Un soggetto, perché ce ne sono altri due: ISPRA e SOGESID. ISPRA, ente pubblico strumentale al Ministero, versa anch’essa in condizioni di illegittimità, avendo un Presidente, il Professor Bernardo De Bernardinis, nominato nonostante fosse stato colpito da una condanna penale, e in quanto tale ineleggibile. Oltretutto, la struttura di dettaglio è da mesi in attesa di essere approvata; una versione è stata presentata da De Bernardinis in uno streaming di quasi tre ore, giudicato incomprensibile da larga parte del personale: ma poiché era frutto di una iniziativa del Presidente non concordata coi vertici del Ministero, ne è stata rinviata sine die l’applicazione e non se ne sa più nulla.

E questo proprio mentre l’ISPRA e i suoi vertici – De Bernardinis e il suo competentissimo DG Stefano La Porta, reduce dal trionfo dell’aver redatto, su incarico dell’allora Presidente Marrazzo, lo splendido piano regionale dei rifiuti della Regione Lazio, dell’efficacia del quale ognuno può rendersi conto – sono in questo momento in difficoltà di fronte all’attacco rapinoso della SOGESID, che Casini ha dotato di un Presidente abile, competente, corretto, soprattutto dotato di quello che più serve a chi fa il suo mestiere: un bravo protettore, nella persona di Pier Ferdinando Casini, che mira a portare nei suoi armadi gli incarichi di lavoro del Ministero, e nelle sue cassette i pochi soldi dei quali il Ministero dispone.

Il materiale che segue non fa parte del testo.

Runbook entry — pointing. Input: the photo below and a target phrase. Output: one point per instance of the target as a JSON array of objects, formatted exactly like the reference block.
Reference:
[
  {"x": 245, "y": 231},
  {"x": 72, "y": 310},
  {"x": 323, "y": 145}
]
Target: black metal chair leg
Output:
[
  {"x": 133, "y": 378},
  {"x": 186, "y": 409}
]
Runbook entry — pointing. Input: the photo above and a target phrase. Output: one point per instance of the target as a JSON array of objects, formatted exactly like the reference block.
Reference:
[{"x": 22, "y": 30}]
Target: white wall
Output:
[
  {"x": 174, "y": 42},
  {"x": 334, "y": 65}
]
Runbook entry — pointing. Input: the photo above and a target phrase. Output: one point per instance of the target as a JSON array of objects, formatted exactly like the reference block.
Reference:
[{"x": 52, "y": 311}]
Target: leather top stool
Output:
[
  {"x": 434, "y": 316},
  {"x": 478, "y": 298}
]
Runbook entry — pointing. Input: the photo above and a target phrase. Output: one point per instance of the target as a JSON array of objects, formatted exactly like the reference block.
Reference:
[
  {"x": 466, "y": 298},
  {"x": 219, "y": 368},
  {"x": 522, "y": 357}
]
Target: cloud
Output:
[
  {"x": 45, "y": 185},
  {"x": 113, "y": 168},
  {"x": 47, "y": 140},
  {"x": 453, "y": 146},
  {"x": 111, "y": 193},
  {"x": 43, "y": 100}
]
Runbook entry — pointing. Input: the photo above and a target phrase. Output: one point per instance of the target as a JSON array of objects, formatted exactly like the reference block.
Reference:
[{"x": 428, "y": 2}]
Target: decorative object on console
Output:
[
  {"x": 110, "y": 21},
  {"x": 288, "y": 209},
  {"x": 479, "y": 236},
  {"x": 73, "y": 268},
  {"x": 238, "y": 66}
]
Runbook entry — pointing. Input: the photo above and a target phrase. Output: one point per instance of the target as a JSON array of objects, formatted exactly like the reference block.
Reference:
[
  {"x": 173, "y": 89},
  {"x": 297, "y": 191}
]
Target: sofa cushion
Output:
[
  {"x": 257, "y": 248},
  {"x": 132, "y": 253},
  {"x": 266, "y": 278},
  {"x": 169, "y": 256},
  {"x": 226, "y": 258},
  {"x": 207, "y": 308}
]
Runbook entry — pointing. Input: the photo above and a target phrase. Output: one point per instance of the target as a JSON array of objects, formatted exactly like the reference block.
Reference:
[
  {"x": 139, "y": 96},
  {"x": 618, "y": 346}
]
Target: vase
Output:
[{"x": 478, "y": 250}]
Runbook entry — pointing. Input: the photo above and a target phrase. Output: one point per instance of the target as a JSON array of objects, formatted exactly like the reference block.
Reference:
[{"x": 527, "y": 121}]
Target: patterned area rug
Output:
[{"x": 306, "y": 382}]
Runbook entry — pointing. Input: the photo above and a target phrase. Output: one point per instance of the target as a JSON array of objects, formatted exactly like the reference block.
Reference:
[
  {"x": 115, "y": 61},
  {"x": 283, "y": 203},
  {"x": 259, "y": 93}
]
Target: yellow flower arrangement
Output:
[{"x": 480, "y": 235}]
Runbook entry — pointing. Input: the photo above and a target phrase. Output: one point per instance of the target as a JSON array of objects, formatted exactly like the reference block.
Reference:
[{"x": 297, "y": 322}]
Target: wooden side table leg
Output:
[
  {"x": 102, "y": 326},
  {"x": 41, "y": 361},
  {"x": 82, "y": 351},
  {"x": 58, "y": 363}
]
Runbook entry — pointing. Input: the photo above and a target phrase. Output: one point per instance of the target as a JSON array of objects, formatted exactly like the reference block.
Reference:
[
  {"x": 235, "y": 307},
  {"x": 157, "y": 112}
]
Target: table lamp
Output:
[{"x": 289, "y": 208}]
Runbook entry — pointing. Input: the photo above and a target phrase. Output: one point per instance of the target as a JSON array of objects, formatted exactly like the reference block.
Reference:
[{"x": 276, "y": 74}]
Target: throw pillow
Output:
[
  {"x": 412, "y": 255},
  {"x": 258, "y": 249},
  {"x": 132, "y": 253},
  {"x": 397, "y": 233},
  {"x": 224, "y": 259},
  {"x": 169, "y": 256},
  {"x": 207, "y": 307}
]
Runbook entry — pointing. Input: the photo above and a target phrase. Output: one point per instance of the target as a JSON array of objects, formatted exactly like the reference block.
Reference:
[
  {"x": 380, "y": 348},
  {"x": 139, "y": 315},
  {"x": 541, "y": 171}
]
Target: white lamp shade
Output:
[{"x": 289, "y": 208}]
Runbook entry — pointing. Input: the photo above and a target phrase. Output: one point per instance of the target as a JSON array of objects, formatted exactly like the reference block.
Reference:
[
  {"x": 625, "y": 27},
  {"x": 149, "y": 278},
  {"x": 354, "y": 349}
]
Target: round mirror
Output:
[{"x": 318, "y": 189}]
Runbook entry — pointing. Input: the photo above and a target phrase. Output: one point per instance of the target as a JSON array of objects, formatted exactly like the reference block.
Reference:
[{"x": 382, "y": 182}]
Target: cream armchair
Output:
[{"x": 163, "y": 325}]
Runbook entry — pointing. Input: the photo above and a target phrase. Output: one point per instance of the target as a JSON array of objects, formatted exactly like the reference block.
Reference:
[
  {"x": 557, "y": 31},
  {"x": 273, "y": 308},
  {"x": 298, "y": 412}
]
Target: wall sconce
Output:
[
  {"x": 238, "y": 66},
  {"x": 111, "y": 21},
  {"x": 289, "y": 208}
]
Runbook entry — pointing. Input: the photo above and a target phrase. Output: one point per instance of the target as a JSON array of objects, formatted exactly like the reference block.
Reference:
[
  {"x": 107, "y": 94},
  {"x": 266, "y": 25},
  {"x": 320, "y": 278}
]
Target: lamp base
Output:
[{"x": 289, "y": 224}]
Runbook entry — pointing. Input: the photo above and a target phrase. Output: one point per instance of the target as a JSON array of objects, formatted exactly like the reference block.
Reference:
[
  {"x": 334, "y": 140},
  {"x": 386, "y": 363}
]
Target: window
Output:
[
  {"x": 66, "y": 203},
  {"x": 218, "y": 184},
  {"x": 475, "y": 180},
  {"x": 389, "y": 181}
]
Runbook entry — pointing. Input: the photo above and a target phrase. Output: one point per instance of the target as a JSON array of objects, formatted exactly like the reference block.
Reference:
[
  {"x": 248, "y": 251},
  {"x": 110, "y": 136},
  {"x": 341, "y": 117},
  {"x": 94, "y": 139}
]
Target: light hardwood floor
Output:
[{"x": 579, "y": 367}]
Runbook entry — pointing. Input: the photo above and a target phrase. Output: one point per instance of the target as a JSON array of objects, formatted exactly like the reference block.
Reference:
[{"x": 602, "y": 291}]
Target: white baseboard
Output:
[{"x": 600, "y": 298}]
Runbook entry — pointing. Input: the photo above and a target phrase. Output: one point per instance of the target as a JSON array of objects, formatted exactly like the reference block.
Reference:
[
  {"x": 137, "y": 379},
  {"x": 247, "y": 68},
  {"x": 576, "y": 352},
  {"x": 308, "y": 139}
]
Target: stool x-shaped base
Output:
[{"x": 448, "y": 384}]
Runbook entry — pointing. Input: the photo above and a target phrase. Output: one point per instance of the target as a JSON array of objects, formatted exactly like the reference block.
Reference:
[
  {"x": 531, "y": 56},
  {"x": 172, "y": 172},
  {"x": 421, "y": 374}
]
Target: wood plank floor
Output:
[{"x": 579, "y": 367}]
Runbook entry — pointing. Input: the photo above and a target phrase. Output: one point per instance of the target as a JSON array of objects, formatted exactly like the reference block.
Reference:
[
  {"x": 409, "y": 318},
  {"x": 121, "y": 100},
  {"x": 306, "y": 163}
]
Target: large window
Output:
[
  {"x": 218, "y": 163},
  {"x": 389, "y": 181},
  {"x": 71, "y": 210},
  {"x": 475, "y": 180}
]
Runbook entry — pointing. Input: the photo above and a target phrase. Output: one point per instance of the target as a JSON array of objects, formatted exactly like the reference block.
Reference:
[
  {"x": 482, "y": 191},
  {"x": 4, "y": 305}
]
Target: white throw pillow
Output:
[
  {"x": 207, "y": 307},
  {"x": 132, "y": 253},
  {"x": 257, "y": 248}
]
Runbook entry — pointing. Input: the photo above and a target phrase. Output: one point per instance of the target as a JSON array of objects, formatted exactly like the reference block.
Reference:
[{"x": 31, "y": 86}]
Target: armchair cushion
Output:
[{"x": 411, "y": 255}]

Marco Staderini (è lui il Presidente della SOGESID del quale stavo parlando) ha infatti appena firmato un accordo col quale il Ministero affida alla sua società praticamente tutte le attività che vorrà svolgere, anche quelle istituzionalmente destinate all’ISPRA. Comprese le scelte politiche! Una volta tanto, e visto che il Ministro non è del PD, i sindacati si sono attivati per il mantenimento delle attività proprie, al Ministero o almeno all’ISPRA; e soprattutto del mantenimento all’ISPRA dei pochi fondi disponibili: secondo la CGIL, a meno di nuovi interventi, ISPRA è oggi in grado di pagare gli stipendi ai dipendenti solo fino al mese di giugno.

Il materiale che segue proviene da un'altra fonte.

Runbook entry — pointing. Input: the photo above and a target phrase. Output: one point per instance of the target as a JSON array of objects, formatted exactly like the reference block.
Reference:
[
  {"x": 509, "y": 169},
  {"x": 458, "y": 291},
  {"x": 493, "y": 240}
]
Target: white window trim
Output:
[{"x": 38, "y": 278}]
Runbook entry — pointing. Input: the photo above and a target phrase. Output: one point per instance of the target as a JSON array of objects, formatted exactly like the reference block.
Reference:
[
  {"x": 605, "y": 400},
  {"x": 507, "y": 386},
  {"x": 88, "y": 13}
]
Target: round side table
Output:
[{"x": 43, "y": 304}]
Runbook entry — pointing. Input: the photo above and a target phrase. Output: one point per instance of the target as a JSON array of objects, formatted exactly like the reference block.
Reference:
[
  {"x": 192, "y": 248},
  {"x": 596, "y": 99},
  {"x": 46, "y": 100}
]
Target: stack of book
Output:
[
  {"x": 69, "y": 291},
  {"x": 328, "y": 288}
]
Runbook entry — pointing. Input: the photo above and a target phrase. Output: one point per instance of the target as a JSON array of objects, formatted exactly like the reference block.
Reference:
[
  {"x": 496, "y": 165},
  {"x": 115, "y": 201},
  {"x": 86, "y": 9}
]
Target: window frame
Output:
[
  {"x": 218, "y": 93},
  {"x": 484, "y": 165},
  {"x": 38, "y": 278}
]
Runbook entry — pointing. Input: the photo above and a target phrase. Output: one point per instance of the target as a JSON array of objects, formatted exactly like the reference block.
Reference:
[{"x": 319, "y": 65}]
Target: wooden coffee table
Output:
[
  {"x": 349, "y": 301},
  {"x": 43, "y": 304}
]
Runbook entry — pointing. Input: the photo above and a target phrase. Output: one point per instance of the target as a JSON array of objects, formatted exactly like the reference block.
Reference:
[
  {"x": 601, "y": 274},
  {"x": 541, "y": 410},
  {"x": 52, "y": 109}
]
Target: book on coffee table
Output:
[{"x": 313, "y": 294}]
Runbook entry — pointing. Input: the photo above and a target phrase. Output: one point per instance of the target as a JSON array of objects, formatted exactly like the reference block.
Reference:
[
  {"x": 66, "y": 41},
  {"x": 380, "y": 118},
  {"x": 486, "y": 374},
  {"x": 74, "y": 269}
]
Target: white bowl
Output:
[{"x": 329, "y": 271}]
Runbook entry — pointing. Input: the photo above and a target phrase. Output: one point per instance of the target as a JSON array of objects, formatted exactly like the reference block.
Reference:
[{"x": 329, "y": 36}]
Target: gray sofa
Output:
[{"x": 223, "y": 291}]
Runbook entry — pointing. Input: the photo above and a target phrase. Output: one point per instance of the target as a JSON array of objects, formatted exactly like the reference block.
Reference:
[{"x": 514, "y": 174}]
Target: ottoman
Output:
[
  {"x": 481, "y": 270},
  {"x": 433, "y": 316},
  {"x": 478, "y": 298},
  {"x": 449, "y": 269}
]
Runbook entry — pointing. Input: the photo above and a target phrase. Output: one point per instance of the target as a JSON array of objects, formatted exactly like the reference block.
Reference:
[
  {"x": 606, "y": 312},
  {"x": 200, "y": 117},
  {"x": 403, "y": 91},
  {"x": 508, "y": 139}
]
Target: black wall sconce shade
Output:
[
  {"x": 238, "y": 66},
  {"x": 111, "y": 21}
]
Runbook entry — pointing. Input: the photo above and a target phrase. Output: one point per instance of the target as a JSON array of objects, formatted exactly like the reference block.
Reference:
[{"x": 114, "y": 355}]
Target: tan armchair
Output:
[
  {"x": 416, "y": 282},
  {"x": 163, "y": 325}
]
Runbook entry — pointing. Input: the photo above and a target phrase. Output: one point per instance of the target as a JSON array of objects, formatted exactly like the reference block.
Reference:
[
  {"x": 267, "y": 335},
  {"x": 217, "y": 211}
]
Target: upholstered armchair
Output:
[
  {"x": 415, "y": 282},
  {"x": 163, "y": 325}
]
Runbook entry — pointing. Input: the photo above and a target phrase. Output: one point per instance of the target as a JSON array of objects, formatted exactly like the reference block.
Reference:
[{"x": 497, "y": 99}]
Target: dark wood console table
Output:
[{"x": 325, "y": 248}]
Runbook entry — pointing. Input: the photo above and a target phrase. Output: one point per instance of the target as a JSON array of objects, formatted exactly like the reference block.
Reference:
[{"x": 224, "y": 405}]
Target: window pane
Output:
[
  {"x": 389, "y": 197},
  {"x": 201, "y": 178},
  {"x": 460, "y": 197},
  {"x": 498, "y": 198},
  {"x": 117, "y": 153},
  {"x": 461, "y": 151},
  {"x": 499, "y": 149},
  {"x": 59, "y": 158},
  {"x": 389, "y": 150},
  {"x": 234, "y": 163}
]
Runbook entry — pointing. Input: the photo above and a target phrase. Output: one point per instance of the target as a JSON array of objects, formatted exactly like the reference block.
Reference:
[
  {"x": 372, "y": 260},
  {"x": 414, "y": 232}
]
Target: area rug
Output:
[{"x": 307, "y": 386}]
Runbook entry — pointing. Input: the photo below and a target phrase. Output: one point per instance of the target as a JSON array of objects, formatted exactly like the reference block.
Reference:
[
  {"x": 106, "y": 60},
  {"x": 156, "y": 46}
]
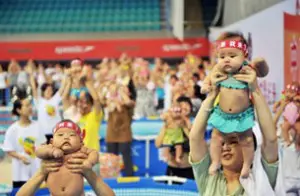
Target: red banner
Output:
[
  {"x": 96, "y": 49},
  {"x": 291, "y": 48}
]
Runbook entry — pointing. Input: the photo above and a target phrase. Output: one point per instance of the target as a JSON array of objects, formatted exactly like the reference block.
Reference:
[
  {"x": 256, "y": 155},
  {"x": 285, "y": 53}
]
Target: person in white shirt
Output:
[
  {"x": 48, "y": 104},
  {"x": 3, "y": 86},
  {"x": 20, "y": 141}
]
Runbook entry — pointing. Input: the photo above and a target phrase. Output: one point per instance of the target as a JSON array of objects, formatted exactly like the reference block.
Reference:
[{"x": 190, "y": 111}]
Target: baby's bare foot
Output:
[
  {"x": 58, "y": 153},
  {"x": 178, "y": 159},
  {"x": 245, "y": 172},
  {"x": 213, "y": 168}
]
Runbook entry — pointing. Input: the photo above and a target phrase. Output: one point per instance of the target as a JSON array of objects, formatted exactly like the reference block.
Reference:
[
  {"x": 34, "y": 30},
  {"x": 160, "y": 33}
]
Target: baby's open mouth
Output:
[
  {"x": 227, "y": 156},
  {"x": 66, "y": 144}
]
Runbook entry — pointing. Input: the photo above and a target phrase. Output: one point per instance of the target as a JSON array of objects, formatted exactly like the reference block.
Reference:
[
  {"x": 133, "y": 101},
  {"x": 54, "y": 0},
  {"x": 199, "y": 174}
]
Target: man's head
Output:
[
  {"x": 22, "y": 107},
  {"x": 232, "y": 155},
  {"x": 67, "y": 136},
  {"x": 47, "y": 90},
  {"x": 85, "y": 103},
  {"x": 186, "y": 105}
]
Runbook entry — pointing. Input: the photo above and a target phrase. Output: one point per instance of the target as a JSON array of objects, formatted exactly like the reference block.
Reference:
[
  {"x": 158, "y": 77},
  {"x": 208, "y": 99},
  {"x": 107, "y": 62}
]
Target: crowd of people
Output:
[{"x": 245, "y": 156}]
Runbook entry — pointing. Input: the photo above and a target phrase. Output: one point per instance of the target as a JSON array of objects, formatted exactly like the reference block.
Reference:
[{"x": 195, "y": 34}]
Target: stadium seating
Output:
[{"x": 50, "y": 16}]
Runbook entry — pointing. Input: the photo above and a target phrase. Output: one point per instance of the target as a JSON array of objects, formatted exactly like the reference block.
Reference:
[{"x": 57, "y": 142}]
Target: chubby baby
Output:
[{"x": 67, "y": 140}]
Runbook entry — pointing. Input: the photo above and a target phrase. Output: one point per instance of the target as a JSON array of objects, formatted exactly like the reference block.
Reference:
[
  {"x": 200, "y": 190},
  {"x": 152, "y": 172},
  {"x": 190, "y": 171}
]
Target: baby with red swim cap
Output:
[{"x": 67, "y": 140}]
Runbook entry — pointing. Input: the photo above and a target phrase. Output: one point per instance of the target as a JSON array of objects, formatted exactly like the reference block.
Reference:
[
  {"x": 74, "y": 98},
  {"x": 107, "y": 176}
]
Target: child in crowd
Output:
[
  {"x": 234, "y": 113},
  {"x": 67, "y": 140},
  {"x": 174, "y": 126}
]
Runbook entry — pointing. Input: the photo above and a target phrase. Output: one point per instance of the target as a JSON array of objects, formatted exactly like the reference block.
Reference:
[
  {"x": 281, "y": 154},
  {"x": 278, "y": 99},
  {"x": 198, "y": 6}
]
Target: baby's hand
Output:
[
  {"x": 87, "y": 164},
  {"x": 205, "y": 88},
  {"x": 58, "y": 153}
]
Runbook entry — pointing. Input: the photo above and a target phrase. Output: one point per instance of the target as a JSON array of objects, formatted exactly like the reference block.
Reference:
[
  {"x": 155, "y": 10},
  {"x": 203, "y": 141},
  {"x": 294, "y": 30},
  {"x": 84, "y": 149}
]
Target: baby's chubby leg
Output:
[
  {"x": 178, "y": 153},
  {"x": 286, "y": 126},
  {"x": 247, "y": 145},
  {"x": 166, "y": 153},
  {"x": 215, "y": 151}
]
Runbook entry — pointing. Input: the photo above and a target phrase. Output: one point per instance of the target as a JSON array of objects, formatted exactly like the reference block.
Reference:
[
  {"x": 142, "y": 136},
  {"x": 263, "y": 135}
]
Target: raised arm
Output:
[
  {"x": 279, "y": 111},
  {"x": 34, "y": 183},
  {"x": 29, "y": 70},
  {"x": 44, "y": 151},
  {"x": 265, "y": 120},
  {"x": 64, "y": 90},
  {"x": 198, "y": 148},
  {"x": 90, "y": 86},
  {"x": 98, "y": 185},
  {"x": 160, "y": 137},
  {"x": 47, "y": 151}
]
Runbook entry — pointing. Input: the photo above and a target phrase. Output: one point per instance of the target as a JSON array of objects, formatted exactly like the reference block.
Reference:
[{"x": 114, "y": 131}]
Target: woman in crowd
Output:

De Bernardinis, sentitosi abbandonato dal Governo, sta cercando riparo all’opposizione; il deputato del M5S Massimo Felice De Rosa è il più attivo sul campo: a testimonianza della solidarietà del suo movimento con De Bernardinis ha presentato una lunga anche se sgangherata interrogazione ed ha partecipato ad una Assemblea del personale.

Insomma, il Ministro Galletti non ha vita facile di questi tempi; ma lui se ne sta a Largo Goldoni, e il suo massimo impegno sta nell’impedire al Capo di Gabinetto di spostare lì i suoi uffici. Al Ministero qualcuno ci dovrà pur stare; e se nessuno se ne accorge, pazienza.